Meu Nome é Agneta (2026) - Crítica do Filme Sueco da Netflix Meu Nome é Agneta (2026) - Crítica do Filme Sueco da Netflix

Meu Nome é Agneta (2026) | Crítica do Filme | Netflix

O filme Meu Nome é Agneta (Je M’Appelle Agneta, 2026), dirigido por Johanna Runevad e baseado na obra de Emma Hamberg, constrói uma narrativa centrada em deslocamento — geográfico e emocional. Produção sueca ambientada na França, o longa aposta em uma história de transformação pessoal que parte de uma vida estagnada para explorar novas possibilidades. Confira a nossa crítica da produção que acaba de estrear na Netflix.

A trama acompanha Agneta, interpretada por Eva Melander, uma mulher próxima dos 50 anos que vive uma rotina marcada pela repetição. Seu casamento perdeu qualquer traço de intimidade, a relação com os filhos é distante e o trabalho não oferece perspectiva. O roteiro estabelece esse cenário inicial de forma direta, enfatizando a sensação de invisibilidade da protagonista dentro da própria vida.

A ruptura acontece quando Agneta perde o emprego e decide aceitar uma proposta na Provença, na França. A mudança, no entanto, não segue o caminho esperado: ao chegar ao destino, ela descobre que o trabalho não envolve cuidar de uma criança, mas sim de um homem idoso. É nesse ponto que o filme introduz Einar, vivido por Claes Månsson, figura central para o desenvolvimento da narrativa.

O encontro entre Agneta e Einar começa de forma desconfortável. Ele é excêntrico, resistente à presença dela e carrega questões pessoais mal resolvidas. Ainda assim, a convivência gradual estabelece uma dinâmica baseada em trocas simples — refeições, conversas e pequenos gestos — que funcionam como gatilhos para a transformação da protagonista. O roteiro evita mudanças bruscas e constrói essa evolução por meio de situações cotidianas.

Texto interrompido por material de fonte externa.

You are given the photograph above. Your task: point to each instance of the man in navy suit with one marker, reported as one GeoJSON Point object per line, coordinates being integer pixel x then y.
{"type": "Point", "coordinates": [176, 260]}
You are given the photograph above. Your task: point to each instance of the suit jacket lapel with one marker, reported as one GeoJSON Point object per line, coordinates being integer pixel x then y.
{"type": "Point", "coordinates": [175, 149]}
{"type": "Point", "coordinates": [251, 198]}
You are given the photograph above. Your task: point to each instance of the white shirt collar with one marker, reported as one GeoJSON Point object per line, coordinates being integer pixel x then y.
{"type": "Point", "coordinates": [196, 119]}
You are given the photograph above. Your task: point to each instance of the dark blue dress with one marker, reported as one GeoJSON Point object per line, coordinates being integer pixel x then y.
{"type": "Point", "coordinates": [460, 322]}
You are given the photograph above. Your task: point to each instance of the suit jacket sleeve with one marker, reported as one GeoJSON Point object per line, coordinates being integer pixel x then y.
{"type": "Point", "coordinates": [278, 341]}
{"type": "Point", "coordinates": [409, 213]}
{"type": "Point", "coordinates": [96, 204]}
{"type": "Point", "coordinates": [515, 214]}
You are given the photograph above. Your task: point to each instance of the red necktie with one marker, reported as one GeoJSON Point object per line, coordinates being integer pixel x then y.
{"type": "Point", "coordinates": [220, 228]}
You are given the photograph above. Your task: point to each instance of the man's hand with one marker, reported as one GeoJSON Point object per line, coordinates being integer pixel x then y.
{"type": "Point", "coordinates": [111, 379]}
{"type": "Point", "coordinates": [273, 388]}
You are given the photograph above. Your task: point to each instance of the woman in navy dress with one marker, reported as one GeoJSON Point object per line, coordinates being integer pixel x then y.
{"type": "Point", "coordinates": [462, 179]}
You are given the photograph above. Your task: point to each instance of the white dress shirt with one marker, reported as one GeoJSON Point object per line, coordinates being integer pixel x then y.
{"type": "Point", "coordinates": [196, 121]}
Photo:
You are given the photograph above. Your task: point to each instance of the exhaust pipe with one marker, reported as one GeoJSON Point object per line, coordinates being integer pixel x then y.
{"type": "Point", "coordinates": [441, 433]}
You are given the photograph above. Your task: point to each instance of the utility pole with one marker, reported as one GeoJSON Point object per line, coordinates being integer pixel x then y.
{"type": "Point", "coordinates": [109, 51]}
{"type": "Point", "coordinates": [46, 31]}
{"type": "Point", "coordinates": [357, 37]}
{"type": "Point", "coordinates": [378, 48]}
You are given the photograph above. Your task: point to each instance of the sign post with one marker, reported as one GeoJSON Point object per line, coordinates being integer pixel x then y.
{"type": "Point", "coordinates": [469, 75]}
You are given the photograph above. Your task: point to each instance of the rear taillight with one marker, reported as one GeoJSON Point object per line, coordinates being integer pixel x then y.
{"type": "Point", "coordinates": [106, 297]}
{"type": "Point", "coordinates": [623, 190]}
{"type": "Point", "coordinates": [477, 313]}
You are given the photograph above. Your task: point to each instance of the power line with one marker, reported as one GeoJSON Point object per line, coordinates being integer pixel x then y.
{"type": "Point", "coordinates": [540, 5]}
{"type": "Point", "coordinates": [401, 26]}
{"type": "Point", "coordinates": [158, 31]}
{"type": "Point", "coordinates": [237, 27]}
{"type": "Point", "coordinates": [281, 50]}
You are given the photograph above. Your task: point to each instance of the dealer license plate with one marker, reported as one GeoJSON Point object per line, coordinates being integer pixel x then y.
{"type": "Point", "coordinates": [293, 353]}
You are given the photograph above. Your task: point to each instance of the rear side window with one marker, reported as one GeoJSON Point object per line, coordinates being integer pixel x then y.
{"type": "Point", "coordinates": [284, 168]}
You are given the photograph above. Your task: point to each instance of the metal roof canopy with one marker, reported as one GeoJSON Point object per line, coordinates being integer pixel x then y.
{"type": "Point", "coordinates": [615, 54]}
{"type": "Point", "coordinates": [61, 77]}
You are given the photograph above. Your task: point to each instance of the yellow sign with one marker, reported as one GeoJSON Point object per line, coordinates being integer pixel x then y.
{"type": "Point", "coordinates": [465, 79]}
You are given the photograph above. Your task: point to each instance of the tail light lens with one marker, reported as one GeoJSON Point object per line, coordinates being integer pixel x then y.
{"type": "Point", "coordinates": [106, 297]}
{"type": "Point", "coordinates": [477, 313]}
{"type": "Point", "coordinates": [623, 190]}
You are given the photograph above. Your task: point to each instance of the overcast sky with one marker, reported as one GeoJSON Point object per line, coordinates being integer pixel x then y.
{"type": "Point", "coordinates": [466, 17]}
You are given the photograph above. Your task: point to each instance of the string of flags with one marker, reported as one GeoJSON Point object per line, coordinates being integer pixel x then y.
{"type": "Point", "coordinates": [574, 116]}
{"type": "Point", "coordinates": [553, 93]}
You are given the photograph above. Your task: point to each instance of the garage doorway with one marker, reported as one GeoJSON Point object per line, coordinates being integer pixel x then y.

Um dos pontos mais consistentes do filme está na forma como trabalha a dificuldade de Agneta em se reconhecer como indivíduo. Inicialmente, ela só consegue se definir a partir de papéis sociais, como esposa e mãe. Ao longo da estadia na França, esse comportamento se altera. A personagem passa a tomar decisões próprias e a experimentar uma liberdade que não existia em seu ambiente anterior.

A ambientação na Provença também desempenha papel relevante. A fotografia explora o contraste entre a Suécia e o sul da França, utilizando luz e espaço como elementos narrativos. A mudança de cenário acompanha o processo interno da protagonista, reforçando a ideia de deslocamento como ferramenta de autodescoberta.

No campo das atuações, Eva Melander sustenta o filme com uma interpretação baseada em nuances. A atriz conduz a transição emocional da personagem sem recorrer a excessos. Já Claes Månsson equilibra humor e fragilidade ao compor Einar, evitando caricaturas e ampliando a dimensão do personagem. A relação entre os dois é o eixo central da obra e funciona como motor dramático.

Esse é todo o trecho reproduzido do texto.